Después de todo, como uno de los Reyes Dharma Guardianes, si no tiene ningún formidable Orgullo Celestial que mostrar, el Rey Celestial del Inframundo probablemente estaría demasiado avergonzado para enviar a alguien.

—Es lamentable que el Rey Celestial del Inframundo, que tiene las calificaciones más antiguas entre los Reyes del Dharma de la Secta Divina, ahora tenga tal escasez de individuos talentosos bajo su mando.

…

Los discípulos de la Secta del Dios de Sangre estaban todos zumbando con la discusión.
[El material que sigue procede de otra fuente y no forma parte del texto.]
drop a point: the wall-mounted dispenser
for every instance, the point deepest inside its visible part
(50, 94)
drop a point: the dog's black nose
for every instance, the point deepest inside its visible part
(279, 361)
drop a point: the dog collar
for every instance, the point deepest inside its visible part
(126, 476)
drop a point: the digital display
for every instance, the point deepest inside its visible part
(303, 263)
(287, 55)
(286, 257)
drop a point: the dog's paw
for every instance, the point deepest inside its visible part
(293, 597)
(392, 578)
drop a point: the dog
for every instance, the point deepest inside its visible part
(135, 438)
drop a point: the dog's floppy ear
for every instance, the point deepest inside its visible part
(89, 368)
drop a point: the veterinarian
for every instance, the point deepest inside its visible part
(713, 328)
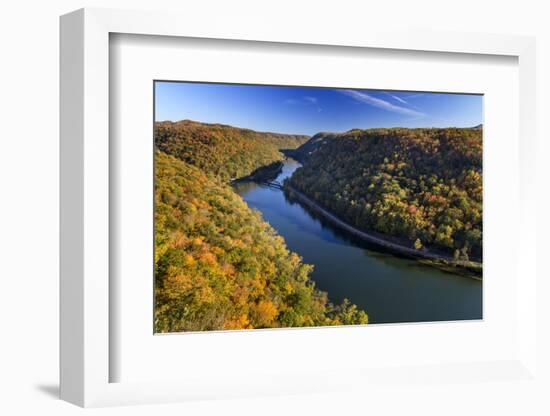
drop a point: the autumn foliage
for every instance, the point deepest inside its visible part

Justo entonces, tres figuras destellaron desde lejos y llegaron ante la Montaña del Dragón de Sangre.

Eran Lin Yi, Dragón Negro y Xue Qiangwei.

—¿Así que realmente enviaron a un novato?

Viendo la llegada de Lin Yi, Xue Wuya sacudió la cabeza.

—Parece que el Rey Celestial del Inframundo verdaderamente no tiene a nadie más en quien confiar.

No solo Xue Wuya, sino ninguno de los otros discípulos de la Secta del Dios de Sangre tenía una opinión favorable de Lin Yi.

Un recién llegado aspirando a competir con los gustos de Jue Xin—los cuatro grandes talentos del Camino Demoníaco—por el puesto de General Sagrado, definitivamente era pensamiento ilusorio.

Dragón Negro miró a Lin Yi y dijo:
—Ve, Décimo Hermano Menor, no importa qué, debes apoderarte del puesto de General Sagrado.

—De lo contrario, incluso si el Maestro no te mata personalmente, aún morirás por el veneno dentro de tu cuerpo.